Breastfeeding is a personal choice for every mother, but it often elicits strong and controversial reactions from those around them. This becomes particularly evident when breastfeeding is extended beyond the period considered “normal” by society. In this article, we will explore the reasons why extended breastfeeding can cause irritation among some family members and how it can become a subject of comparison and opposition among mothers.
- Social Expectations: Breastfeeding is often surrounded by social expectations, which vary across cultures and generations. When a mother chooses to breastfeed beyond the period considered “normal,” she may challenge the traditional expectations of her surroundings. Some family members may feel uncomfortable with this deviation from the norm and react with irritation.
- Myths and Prejudices: There are numerous myths and prejudices surrounding breastfeeding, including the belief that extended breastfeeding is harmful to the child or detrimental to the bond between mother and child. These misconceptions can lead relatives to worry and criticize extended breastfeeding, causing irritation.
- Societal Pressure: Society constantly exerts pressure on women regarding their role as mothers. Mothers are often judged and criticized, whether it’s for their breastfeeding choices or other parenting decisions. Breastfeeding can thus become a subject of comparison, with mothers judging and comparing themselves, leading to tensions and opposition.
- Personal Projections: Some family members may project their own experiences, fears, or insecurities onto a mother’s breastfeeding choices. If someone had a negative experience with breastfeeding or felt unable to extend it themselves, they may react with irritation towards a mother who makes different choices. This can also lead to comparisons and opposition among mothers.

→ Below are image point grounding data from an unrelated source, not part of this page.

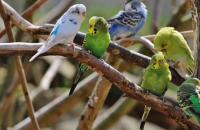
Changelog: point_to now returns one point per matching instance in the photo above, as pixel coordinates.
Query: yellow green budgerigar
(188, 97)
(155, 80)
(96, 43)
(175, 49)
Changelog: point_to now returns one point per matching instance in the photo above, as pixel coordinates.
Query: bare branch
(52, 111)
(123, 106)
(131, 89)
(97, 99)
(27, 13)
(196, 25)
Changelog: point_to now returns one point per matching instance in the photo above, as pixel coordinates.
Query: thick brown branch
(28, 12)
(131, 89)
(114, 49)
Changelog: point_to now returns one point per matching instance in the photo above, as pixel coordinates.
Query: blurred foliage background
(160, 13)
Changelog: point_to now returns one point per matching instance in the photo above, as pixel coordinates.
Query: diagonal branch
(20, 68)
(131, 89)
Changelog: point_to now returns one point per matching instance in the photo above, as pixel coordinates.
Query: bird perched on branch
(176, 50)
(188, 97)
(128, 21)
(65, 29)
(96, 41)
(155, 80)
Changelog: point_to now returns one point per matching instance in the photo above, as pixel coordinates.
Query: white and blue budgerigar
(128, 21)
(65, 29)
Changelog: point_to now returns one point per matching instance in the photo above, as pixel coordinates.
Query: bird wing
(127, 18)
(184, 45)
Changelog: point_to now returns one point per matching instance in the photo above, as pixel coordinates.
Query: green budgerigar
(96, 42)
(188, 97)
(155, 80)
(176, 50)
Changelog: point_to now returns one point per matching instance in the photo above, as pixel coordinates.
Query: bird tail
(40, 51)
(144, 116)
(82, 69)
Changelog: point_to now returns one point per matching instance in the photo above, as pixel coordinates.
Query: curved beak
(90, 30)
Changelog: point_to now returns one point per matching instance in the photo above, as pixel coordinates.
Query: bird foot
(72, 46)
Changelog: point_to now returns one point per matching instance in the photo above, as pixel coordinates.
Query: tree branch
(114, 49)
(20, 69)
(196, 25)
(52, 111)
(131, 89)
(110, 117)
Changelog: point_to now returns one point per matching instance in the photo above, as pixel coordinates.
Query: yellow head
(97, 25)
(158, 61)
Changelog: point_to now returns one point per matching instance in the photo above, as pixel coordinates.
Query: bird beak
(156, 66)
(83, 14)
(90, 30)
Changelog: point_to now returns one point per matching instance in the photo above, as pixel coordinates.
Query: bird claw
(72, 45)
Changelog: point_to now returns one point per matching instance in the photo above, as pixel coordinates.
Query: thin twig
(55, 12)
(98, 97)
(114, 49)
(130, 89)
(20, 68)
(111, 116)
(196, 25)
(27, 13)
(52, 111)
(155, 16)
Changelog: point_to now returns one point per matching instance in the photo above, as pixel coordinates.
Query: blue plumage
(129, 21)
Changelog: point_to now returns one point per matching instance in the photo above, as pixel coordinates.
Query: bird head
(194, 81)
(97, 25)
(133, 5)
(78, 11)
(158, 61)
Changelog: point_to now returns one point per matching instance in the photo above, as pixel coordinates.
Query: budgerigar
(65, 29)
(128, 21)
(175, 49)
(96, 43)
(155, 80)
(188, 97)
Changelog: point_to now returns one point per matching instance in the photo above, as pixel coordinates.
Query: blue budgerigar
(65, 29)
(128, 21)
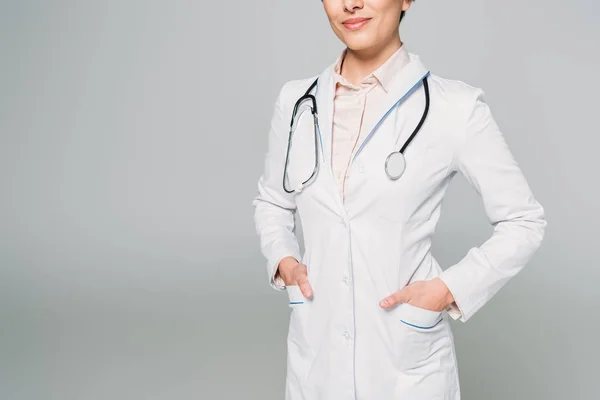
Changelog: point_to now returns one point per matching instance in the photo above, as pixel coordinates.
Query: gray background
(132, 134)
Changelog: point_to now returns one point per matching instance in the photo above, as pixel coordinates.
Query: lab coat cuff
(452, 280)
(277, 282)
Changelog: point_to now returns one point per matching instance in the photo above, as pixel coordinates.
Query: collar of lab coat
(402, 85)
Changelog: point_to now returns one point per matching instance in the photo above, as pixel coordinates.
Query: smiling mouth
(357, 24)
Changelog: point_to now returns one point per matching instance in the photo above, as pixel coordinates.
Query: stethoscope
(395, 162)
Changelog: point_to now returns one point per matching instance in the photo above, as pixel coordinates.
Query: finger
(303, 283)
(398, 297)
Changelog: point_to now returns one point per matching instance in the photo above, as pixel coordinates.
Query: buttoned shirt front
(357, 107)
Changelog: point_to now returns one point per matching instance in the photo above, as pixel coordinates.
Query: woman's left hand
(431, 295)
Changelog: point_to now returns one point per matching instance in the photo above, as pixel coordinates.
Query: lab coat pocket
(418, 317)
(422, 338)
(295, 295)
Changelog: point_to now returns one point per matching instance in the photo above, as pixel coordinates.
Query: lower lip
(356, 25)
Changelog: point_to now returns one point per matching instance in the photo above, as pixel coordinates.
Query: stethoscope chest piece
(395, 164)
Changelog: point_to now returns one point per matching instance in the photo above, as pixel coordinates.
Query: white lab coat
(341, 344)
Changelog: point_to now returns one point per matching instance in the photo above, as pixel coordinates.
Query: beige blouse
(356, 107)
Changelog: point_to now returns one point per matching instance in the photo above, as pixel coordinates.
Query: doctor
(370, 305)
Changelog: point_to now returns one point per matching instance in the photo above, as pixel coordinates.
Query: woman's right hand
(294, 273)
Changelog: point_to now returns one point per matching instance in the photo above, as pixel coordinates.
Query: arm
(274, 209)
(518, 220)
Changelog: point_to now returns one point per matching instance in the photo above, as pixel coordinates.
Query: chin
(358, 43)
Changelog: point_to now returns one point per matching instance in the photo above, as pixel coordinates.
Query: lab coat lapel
(408, 79)
(325, 95)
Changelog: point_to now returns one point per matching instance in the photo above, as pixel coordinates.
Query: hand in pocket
(294, 273)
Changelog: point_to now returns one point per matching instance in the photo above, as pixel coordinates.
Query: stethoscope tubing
(317, 131)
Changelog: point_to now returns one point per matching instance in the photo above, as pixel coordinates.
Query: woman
(370, 304)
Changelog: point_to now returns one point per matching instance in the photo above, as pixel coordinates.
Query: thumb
(401, 296)
(302, 280)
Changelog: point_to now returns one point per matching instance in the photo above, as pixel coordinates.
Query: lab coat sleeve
(517, 218)
(274, 209)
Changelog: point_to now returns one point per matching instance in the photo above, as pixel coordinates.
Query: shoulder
(455, 94)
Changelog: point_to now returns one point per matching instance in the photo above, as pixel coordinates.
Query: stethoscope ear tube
(313, 108)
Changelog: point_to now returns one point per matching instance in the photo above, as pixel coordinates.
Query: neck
(358, 64)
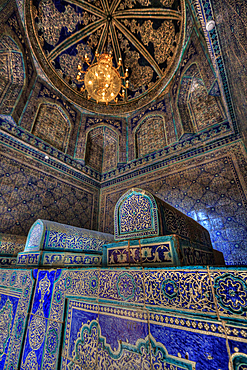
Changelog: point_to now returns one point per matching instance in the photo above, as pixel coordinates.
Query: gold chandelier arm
(105, 5)
(76, 37)
(152, 13)
(116, 47)
(114, 5)
(139, 47)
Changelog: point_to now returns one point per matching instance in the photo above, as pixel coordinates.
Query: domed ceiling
(147, 35)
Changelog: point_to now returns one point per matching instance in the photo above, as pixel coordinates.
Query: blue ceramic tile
(187, 349)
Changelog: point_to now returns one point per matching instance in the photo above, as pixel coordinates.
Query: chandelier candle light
(101, 80)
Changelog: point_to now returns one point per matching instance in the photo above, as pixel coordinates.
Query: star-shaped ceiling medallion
(147, 35)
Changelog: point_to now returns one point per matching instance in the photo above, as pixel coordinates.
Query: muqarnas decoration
(53, 244)
(155, 233)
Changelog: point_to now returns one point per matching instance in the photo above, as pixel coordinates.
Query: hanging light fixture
(102, 80)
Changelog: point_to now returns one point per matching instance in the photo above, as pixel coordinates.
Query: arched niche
(197, 108)
(136, 215)
(12, 74)
(52, 125)
(102, 147)
(150, 135)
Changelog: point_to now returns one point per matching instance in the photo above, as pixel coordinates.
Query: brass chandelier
(102, 80)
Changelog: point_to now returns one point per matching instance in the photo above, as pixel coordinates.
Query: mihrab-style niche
(146, 34)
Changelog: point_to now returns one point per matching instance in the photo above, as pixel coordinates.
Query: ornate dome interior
(147, 35)
(180, 134)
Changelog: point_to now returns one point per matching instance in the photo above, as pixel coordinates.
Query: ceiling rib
(102, 41)
(139, 47)
(86, 6)
(105, 5)
(116, 48)
(154, 13)
(76, 37)
(114, 5)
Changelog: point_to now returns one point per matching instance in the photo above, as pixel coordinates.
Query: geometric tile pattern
(211, 192)
(137, 317)
(27, 194)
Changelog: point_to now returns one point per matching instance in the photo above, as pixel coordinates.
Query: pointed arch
(102, 148)
(197, 108)
(150, 134)
(12, 74)
(52, 125)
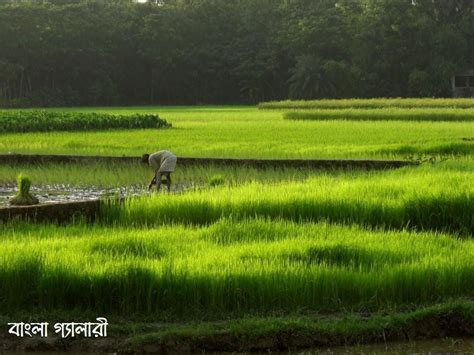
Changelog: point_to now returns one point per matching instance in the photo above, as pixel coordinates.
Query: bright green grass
(229, 268)
(247, 132)
(118, 174)
(438, 196)
(370, 103)
(384, 114)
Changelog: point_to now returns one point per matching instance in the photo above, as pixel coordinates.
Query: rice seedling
(243, 132)
(385, 114)
(429, 197)
(370, 103)
(254, 266)
(47, 121)
(24, 197)
(119, 174)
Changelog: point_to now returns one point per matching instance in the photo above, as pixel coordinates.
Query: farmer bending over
(163, 163)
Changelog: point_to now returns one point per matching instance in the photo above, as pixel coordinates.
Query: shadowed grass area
(429, 197)
(229, 268)
(47, 121)
(116, 174)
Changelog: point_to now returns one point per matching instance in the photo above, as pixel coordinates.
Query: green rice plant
(233, 267)
(246, 132)
(384, 114)
(369, 103)
(125, 174)
(24, 197)
(431, 197)
(47, 120)
(216, 180)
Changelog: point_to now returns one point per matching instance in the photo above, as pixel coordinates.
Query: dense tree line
(97, 52)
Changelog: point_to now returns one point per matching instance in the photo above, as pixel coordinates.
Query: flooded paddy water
(65, 193)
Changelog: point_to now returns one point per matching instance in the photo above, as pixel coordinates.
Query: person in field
(163, 164)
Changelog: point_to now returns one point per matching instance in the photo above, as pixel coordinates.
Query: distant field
(384, 114)
(239, 131)
(48, 121)
(259, 243)
(370, 103)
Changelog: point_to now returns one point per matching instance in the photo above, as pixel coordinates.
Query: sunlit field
(229, 268)
(282, 247)
(246, 132)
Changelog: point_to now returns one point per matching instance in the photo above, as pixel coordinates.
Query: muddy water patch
(65, 193)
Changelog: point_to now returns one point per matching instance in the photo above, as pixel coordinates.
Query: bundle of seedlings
(23, 197)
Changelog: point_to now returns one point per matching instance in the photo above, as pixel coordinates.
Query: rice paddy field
(247, 132)
(243, 255)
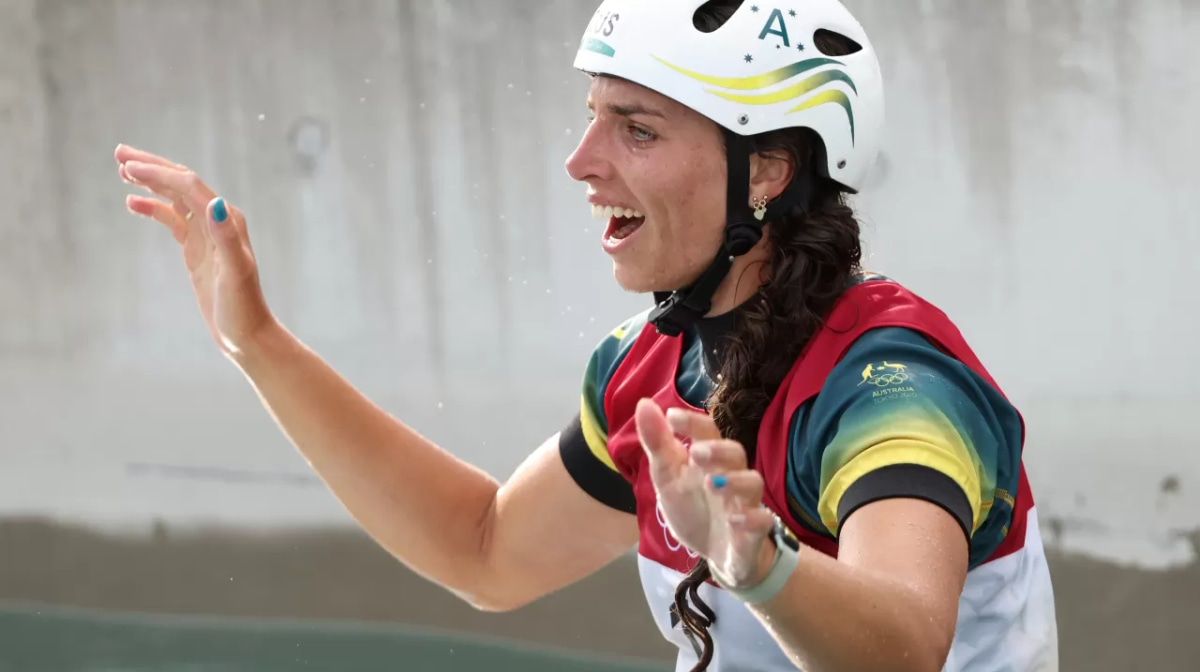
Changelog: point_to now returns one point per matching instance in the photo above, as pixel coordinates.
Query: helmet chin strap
(676, 311)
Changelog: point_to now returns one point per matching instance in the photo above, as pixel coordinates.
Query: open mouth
(622, 221)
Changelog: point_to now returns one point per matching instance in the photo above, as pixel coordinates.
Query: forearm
(834, 617)
(424, 505)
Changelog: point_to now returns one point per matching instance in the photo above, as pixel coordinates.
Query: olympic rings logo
(673, 544)
(888, 379)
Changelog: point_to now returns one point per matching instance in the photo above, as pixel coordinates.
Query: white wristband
(787, 556)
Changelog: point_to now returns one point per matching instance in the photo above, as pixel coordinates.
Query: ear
(771, 172)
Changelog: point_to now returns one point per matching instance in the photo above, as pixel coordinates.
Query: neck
(745, 277)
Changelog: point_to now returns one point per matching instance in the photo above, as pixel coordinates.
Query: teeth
(605, 211)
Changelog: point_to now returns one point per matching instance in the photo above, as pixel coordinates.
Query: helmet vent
(714, 13)
(834, 43)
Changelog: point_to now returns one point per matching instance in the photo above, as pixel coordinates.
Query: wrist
(774, 564)
(267, 345)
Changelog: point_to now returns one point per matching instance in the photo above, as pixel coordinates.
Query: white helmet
(759, 72)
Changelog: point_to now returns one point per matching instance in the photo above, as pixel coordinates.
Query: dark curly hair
(815, 251)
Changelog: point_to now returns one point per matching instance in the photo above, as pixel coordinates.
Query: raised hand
(215, 245)
(708, 495)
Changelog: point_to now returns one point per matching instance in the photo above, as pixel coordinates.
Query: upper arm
(898, 418)
(907, 457)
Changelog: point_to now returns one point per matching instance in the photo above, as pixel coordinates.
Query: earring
(760, 207)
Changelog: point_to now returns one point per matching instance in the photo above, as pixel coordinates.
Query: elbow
(491, 603)
(930, 652)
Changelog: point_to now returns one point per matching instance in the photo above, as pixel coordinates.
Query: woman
(849, 492)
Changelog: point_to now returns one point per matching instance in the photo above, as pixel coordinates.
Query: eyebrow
(630, 109)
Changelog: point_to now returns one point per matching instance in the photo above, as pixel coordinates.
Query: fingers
(696, 426)
(738, 490)
(720, 455)
(171, 181)
(125, 154)
(754, 522)
(162, 213)
(184, 187)
(663, 449)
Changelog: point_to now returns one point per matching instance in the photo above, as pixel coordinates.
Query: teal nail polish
(220, 213)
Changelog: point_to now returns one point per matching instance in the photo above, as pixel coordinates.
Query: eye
(642, 135)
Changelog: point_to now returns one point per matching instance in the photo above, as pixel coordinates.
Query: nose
(588, 161)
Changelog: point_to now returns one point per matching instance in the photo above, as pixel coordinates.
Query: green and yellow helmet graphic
(760, 71)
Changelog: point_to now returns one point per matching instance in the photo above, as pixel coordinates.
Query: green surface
(41, 640)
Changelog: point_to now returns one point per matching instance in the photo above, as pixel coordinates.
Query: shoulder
(611, 352)
(899, 417)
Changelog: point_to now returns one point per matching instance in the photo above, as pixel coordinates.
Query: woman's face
(657, 177)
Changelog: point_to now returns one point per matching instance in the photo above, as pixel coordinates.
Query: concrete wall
(401, 167)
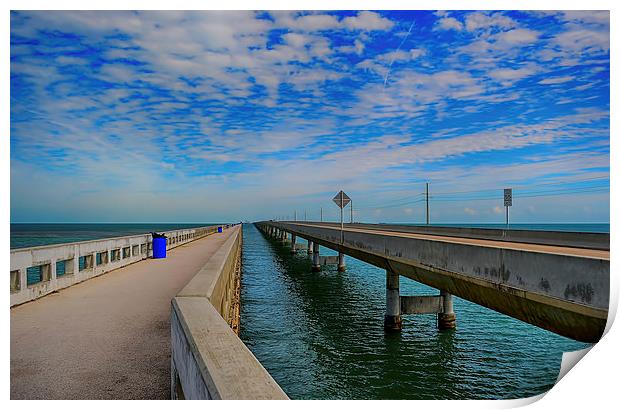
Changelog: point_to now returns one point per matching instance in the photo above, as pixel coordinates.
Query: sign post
(507, 202)
(341, 199)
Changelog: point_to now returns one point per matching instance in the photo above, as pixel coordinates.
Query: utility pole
(341, 220)
(427, 209)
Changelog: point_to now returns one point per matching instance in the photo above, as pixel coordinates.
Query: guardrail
(586, 240)
(40, 270)
(208, 360)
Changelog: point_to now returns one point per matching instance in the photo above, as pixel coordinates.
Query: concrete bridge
(558, 281)
(101, 320)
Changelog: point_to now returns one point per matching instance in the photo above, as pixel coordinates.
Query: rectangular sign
(341, 199)
(508, 197)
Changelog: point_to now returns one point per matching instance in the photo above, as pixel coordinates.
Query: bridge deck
(531, 247)
(105, 338)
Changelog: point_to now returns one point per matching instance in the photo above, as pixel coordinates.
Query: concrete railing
(587, 240)
(40, 270)
(208, 360)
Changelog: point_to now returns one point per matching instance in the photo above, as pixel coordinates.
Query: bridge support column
(392, 306)
(447, 319)
(316, 260)
(341, 265)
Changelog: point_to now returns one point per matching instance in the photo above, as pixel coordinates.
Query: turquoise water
(26, 235)
(320, 335)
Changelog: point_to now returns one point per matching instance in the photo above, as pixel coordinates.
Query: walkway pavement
(108, 337)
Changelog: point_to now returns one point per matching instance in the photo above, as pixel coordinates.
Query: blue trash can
(159, 246)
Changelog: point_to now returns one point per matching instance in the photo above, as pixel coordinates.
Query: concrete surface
(114, 253)
(108, 337)
(209, 361)
(561, 288)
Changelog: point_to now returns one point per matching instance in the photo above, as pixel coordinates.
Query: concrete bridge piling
(316, 259)
(558, 281)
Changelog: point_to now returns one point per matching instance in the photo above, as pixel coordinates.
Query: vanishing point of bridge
(166, 328)
(558, 281)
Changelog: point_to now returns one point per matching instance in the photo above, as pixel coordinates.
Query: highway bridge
(558, 281)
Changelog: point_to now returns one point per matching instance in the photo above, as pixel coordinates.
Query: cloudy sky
(223, 116)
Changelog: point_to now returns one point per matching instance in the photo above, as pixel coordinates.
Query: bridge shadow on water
(337, 318)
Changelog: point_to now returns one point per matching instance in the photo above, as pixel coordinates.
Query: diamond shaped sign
(341, 199)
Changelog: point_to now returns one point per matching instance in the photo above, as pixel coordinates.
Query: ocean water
(26, 235)
(320, 335)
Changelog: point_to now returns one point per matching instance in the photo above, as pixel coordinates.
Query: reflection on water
(320, 335)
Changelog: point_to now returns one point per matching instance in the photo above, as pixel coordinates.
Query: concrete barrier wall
(208, 360)
(587, 240)
(565, 294)
(80, 261)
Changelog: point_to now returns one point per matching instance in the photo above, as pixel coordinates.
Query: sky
(226, 116)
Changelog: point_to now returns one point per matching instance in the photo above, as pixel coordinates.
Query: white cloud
(509, 75)
(367, 20)
(481, 20)
(518, 36)
(449, 23)
(469, 211)
(582, 40)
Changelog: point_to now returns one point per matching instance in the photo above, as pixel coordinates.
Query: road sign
(508, 197)
(341, 199)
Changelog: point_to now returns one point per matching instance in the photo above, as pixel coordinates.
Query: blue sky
(222, 116)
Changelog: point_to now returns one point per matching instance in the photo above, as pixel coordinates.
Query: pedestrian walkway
(108, 337)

- Individual Differences: Each mother has different motivations for extended breastfeeding, whether it’s for health reasons, emotional bonding, or other personal factors. These individual motivations can be difficult for relatives who don’t share the same perspective to understand. Misunderstanding can then lead to irritation and conflicts.
Conclusion: Extended breastfeeding often triggers irritation among some family members due to social expectations, myths and prejudices, societal pressure, personal projections, and individual differences. It is important to recognize that each mother makes choices that are right for her and it is crucial to respect these decisions. Instead of fostering comparisons and opposition, it is better to support and encourage mothers in their breastfeeding choices, whatever they may be, as they are always seeking what is best for their child.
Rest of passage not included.